With the declaration of the commencement of this new strike, it was suggested that instead of ASUU doing the same thing and expecting a different result, why not begin this strike as the strike for the independence of the universities. That is, this strike is not begging the federal government to do their budgeted duties but to let the universities go. Leave them alone, let them pursue their own ways and means to fund themselves. This new line of struggle would be based on the legend that the only thing that succeeds in Nigeria is anything that has nothing to do with government. Or rather, something that government has nothing to do with is the only thing that succeeds.

Private business succeeds because it is in private, not in government hands. Crop farming succeeds because it is in the hands of farmers. Nollywood succeeds because it is in the private hands of those who know about making films and making money out of them. Finally, private universities are succeeding where public universities are failing because they are run by private hands.

But the main interest of this piece is about ourselves going on strike against ourselves, ourselves protesting against ourselves as governments, ourselves demonstrating against ourselves, as if we were not the ones running our governments. The phenomenon first appeared in South Africa. Rape is a serious crime in South Africa. Everybody protests about it but the crime fighting agents do nothing about it.

Same thing with domestic violence. Reported, recorded but nothing is done about it. So, there was surprise when the speaker led a demonstration against the sentencing of a struggle hero for drunk-driving offence. How can ‘they’ (government? them? us?) send our heroes to jail when colonial criminals, apartheid collaborators and gangsters walk the streets of our cities free? But you are now ‘they’, don’t you understand? You are going to have to go to the other end of the barricade to receive the letter of protest from yourselves, you know? The romance of struggle heroes against horrible colonisers and apartheid thugs and military dictators stopped because it was a case of ourselves investigating ourselves!

The Nigerian version arrived at the 70th anniversary of the founding of the University of Ibadan. There was a demonstration, an ASUU demonstration led by Muhammad Buhari, the Executive President of Nigeria, carrying a huge ‘palacard’ proclaiming: ASUU IS RIGHT! UNIVERSITIES SHOULD BE PROPERLY FUNDED! UNIVERSITIES, LOOK FOR YOUR OWN FUNDING!

It was a moment of historical significance. It was a moment that demanded a standing ovation for the speaker who uttered these words. Were there handclaps when these words were uttered? Did the hall stand up as one person and proclaim that the day of glory had arrived and the universities are free to be themselves from henceforth? Nothing of this nature was reported. Perhaps, the universities are so stupefied that they have to digest the idea of being freed from the apron strings of the government that they do not know how best to respond.

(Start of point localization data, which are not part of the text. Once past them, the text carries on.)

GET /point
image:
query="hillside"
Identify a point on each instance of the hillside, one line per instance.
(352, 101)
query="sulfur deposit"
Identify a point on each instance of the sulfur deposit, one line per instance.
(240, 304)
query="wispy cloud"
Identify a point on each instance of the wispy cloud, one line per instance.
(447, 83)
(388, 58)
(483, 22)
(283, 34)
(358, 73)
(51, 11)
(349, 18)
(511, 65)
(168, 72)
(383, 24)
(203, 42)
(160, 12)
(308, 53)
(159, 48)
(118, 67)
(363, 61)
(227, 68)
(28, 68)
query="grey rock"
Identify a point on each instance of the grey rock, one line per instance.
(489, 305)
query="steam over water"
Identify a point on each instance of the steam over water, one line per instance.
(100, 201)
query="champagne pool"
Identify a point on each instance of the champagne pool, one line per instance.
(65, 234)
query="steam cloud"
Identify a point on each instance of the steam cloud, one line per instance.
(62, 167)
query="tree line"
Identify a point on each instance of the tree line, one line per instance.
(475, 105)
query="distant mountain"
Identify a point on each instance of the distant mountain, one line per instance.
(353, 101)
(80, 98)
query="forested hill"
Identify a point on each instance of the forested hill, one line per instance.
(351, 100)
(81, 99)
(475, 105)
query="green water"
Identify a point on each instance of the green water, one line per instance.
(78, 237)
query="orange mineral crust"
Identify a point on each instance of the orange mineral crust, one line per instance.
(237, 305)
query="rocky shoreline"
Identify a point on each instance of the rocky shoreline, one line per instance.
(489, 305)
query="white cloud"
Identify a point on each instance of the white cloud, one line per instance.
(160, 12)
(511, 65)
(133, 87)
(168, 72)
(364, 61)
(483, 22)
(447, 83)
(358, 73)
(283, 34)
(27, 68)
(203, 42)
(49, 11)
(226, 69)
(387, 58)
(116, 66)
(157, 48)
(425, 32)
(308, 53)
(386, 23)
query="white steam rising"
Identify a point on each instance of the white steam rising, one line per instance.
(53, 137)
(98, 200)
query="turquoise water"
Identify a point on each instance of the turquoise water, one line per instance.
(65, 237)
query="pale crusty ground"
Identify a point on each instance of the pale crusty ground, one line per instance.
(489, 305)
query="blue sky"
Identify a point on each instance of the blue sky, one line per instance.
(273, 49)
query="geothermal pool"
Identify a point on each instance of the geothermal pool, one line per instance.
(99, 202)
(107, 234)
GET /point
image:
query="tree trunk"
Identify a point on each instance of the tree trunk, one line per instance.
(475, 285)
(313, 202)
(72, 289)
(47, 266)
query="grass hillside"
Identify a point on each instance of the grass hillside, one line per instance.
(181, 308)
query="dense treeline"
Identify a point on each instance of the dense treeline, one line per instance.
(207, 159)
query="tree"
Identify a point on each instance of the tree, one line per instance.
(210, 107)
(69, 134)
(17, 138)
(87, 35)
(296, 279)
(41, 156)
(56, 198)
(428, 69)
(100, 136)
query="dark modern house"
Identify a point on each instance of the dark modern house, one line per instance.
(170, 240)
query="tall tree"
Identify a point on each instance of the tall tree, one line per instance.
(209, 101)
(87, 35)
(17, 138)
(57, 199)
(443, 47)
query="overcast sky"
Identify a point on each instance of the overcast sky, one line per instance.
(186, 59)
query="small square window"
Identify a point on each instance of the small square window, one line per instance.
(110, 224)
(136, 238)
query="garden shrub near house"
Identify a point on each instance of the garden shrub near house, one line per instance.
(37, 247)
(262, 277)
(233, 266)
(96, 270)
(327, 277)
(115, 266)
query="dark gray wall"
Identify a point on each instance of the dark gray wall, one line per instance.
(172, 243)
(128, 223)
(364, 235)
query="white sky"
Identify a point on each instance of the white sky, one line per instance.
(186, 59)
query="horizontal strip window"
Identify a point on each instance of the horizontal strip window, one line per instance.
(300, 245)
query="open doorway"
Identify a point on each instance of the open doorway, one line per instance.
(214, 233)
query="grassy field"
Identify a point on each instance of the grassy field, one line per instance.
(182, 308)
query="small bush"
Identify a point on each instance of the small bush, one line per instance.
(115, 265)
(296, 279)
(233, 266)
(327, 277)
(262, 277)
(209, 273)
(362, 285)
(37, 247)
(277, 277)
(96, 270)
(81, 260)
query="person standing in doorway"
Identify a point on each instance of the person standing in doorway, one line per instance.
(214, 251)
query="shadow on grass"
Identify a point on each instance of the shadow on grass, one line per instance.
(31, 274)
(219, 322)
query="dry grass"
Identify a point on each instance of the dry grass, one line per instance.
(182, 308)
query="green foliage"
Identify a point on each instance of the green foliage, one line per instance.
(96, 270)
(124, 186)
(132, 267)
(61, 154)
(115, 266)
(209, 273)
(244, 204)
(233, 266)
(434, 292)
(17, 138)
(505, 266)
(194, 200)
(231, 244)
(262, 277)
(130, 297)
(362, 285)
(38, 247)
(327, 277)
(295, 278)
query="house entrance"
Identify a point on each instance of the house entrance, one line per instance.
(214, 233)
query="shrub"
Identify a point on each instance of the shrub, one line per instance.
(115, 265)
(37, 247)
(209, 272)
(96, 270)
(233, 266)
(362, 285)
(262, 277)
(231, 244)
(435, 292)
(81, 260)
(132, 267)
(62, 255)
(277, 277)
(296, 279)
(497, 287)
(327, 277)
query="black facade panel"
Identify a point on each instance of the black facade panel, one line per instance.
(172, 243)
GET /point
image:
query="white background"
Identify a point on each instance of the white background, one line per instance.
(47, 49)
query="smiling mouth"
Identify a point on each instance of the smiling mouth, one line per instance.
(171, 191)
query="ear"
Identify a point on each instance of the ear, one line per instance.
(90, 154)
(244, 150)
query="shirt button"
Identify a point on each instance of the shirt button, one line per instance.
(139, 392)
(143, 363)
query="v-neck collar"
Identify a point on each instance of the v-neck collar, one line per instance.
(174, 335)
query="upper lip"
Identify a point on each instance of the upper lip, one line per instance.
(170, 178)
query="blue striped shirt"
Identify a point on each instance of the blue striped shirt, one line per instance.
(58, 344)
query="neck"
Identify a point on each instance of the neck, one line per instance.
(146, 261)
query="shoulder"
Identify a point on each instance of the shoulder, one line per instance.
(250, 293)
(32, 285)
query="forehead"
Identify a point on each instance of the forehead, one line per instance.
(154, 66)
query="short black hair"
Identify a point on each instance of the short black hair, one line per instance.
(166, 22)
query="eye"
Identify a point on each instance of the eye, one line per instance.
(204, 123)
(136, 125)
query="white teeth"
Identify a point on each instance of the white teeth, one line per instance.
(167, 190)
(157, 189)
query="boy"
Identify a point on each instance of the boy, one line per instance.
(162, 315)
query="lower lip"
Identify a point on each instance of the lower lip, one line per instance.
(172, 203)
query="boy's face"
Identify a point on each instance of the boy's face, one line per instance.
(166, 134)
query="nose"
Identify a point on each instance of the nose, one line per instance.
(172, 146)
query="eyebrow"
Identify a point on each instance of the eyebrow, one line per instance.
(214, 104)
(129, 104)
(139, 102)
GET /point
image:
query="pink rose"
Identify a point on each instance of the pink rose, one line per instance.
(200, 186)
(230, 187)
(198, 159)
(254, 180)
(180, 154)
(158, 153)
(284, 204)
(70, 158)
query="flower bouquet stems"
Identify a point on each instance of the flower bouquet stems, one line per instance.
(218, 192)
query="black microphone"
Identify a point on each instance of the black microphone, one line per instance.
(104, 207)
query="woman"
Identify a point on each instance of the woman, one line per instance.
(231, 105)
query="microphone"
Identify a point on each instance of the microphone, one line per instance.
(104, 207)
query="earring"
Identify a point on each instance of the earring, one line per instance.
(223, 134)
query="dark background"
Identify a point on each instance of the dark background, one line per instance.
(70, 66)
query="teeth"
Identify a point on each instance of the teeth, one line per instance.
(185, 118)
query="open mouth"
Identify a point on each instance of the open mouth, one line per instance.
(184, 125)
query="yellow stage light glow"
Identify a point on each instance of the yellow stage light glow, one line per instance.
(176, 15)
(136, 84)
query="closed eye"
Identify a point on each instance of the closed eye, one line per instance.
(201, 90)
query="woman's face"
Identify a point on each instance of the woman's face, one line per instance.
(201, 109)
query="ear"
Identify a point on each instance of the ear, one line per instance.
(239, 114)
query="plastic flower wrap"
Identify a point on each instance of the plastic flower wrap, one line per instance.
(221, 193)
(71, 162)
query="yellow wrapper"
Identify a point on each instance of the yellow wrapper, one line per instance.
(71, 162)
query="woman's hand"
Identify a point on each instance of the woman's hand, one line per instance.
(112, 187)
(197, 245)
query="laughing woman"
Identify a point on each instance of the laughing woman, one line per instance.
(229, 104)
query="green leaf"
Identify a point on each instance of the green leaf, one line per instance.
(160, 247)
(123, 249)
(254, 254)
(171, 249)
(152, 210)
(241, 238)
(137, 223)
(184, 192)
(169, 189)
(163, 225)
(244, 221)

There is no ‘them’ and ‘us’ in African matters at all. To inherit this type of vocabulary is to mislead ourselves to the position of protesters waiting for someone to take our letter of protest. It is to forget that we are the ones we are protesting against and we must come to the other side of the barricade to collect our letter of protest. Not only collect it but also do something about it.

And in doing something about the universities, we know that those sources of funding would include the government as well but it would not be the only source. Ourselves creating what we want.